Increment (: view_count) increases the view_count count, and the key code is line 2 write_second_level_cache, which is written directly to the cache after updating the view_count, but does not update the database. Accumulate 10 clicks and update the corresponding fields in the database again. In addition, note that if the blog object is not queried by the primary key, but constructed by the query statement, the cache should be read first to ensure the consistency of the number of page clicks, so the page template file _ blog.erb starts with a code like this:

Using the design pattern of object write cache, we can easily implement the cache of write operations. In this example, we only add a line of cache write code, and this time overhead is about 1ms, we can achieve the article real-time click count function, isn't it very simple and ingenious? In fact, we can also use this design pattern to implement the caching of many database writes.

The commonly used ORM cache design patterns are all very simple programming skills in essence, and the increase and complexity of the code are also very low, which can be realized with very little code, but in practical applications, especially when the amount of data is very large and the number of visits is high, it can play an amazing effect. In our actual system, cache hits: SQL query statements are usually around 5:1, that is, every time a SQL is queried to the database, it will be hit 5 times in the cache. The data is mainly obtained from the cache, not from the database.

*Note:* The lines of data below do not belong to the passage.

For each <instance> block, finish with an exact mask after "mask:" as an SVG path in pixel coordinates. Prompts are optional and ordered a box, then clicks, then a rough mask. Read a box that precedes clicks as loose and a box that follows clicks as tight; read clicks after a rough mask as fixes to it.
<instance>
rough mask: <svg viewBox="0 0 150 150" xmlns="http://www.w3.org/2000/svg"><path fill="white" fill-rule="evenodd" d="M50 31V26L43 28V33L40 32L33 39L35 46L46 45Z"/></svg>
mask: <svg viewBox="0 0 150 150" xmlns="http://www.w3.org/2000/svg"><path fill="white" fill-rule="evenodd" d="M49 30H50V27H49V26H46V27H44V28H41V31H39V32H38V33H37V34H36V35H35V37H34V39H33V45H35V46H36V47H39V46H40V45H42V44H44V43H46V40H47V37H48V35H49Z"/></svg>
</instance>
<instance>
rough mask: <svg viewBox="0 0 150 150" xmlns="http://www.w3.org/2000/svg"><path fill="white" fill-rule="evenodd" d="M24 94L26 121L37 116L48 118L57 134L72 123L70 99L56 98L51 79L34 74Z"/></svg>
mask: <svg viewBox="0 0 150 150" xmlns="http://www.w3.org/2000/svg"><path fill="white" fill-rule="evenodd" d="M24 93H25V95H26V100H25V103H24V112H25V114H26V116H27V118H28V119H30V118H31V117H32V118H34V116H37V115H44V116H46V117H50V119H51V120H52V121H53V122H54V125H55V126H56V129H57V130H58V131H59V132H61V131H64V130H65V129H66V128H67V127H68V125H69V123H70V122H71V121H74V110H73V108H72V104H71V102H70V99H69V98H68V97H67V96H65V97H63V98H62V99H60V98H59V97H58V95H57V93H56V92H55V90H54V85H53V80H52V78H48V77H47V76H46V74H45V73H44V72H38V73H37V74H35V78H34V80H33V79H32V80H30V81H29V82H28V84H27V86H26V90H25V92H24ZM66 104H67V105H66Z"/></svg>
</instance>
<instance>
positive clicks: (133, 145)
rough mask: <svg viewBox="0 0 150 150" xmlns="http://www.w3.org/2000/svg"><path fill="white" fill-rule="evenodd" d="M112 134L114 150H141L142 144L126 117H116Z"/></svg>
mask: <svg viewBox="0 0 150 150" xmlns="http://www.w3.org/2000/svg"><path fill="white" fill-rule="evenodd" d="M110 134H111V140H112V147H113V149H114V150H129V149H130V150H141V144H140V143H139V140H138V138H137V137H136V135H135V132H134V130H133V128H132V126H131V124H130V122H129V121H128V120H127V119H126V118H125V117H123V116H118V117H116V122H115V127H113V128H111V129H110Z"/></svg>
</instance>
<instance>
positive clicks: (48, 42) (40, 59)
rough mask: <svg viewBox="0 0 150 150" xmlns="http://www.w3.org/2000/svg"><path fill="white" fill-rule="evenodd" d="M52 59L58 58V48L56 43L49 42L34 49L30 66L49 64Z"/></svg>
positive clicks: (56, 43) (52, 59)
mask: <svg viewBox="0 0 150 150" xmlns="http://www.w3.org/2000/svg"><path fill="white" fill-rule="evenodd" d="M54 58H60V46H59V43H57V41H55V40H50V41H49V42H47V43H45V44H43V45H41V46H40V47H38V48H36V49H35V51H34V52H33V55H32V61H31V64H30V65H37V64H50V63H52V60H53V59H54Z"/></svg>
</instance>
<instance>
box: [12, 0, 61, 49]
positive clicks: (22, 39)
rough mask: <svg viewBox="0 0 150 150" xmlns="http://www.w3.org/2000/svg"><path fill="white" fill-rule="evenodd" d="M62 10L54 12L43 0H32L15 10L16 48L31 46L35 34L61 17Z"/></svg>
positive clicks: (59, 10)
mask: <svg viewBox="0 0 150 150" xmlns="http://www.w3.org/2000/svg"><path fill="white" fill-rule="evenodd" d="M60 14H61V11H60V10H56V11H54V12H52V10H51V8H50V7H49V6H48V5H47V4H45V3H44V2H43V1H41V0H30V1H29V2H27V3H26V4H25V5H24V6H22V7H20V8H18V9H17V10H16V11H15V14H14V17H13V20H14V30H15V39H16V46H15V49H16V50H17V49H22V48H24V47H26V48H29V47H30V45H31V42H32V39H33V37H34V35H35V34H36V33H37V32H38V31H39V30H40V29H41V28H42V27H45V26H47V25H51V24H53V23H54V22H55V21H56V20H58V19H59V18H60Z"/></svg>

Other techniques for using caches

There are also some caching design patterns that are not unique to ORM, but they are also common in Web applications. Briefly mention:

Cache implemented by database

In my site, each article is marked with a number of tag, and the tag association relationship is saved in the database. If you need to query the associated table to get tag every time you display the article, it will obviously consume the database. In the acts-as-taggable-on plug-in I used, it added a cached_tag_list field to the blogs table to hold the tag of the article tag. When the article is modified, the field is automatically updated accordingly, avoiding the overhead of querying the associated table every time the article is displayed.

HTTP client cache

HTTP client cache based on resource protocol is also a very effective cache design pattern. I wrote an article in 2009 to explain in detail: the implementation of resource-based HTTP Cache, so I won't repeat it here.

Using cache to realize counter function

This design pattern is somewhat similar to the object write cache, taking advantage of the low overhead of cache writes to implement high-performance counters. To give an example: to avoid password brute force cracking, I limit login to 5 attempts per IP per hour, and if more than 5 times, refuse the IP to try to log in again. The code implementation is simple, as follows:

Post: login,: map = >'/ login' do login_tries = APP_CACHE.read ("# {CACHE_PREFIX} / login_counter/# {request.ip}") halt 403 if login_tries & & login_tries.to_i > 5 # reject ip if login tries is over 5 times @ account = Account.new (params [: account]) if login_account = Account.authenticate (@ account.email @ account.password) session [: account_id] = login_account.id redirect url (: index) else # retry 5 times per one hour APP_CACHE.increment ("# {CACHE_PREFIX} / login_counter/# {request.ip}", 1,: expires_in = > 1.hour) render 'home/login' end end

After the user POST submits the login information, first take the IP from the cache to try to log in. If it is more than 5 times, reject it directly. If it is less than 5 times and the login fails, add 1 to the count to show the page of trying to log in again.

This is the end of the content of "caching Design pattern Analysis of Web applications". Thank you for reading. If you want to know more about the industry, you can follow the website, the editor will output more high-quality practical articles for you!

Welcome to subscribe "Shulou Technology Information " to get latest news, interesting things and hot topics in the IT industry, and controls the hottest and latest Internet news, technology news and IT industry trends.

*The comments in the above article only represent the author's personal views and do not represent the views and positions of this website. If you have more insights, please feel free to contribute and share.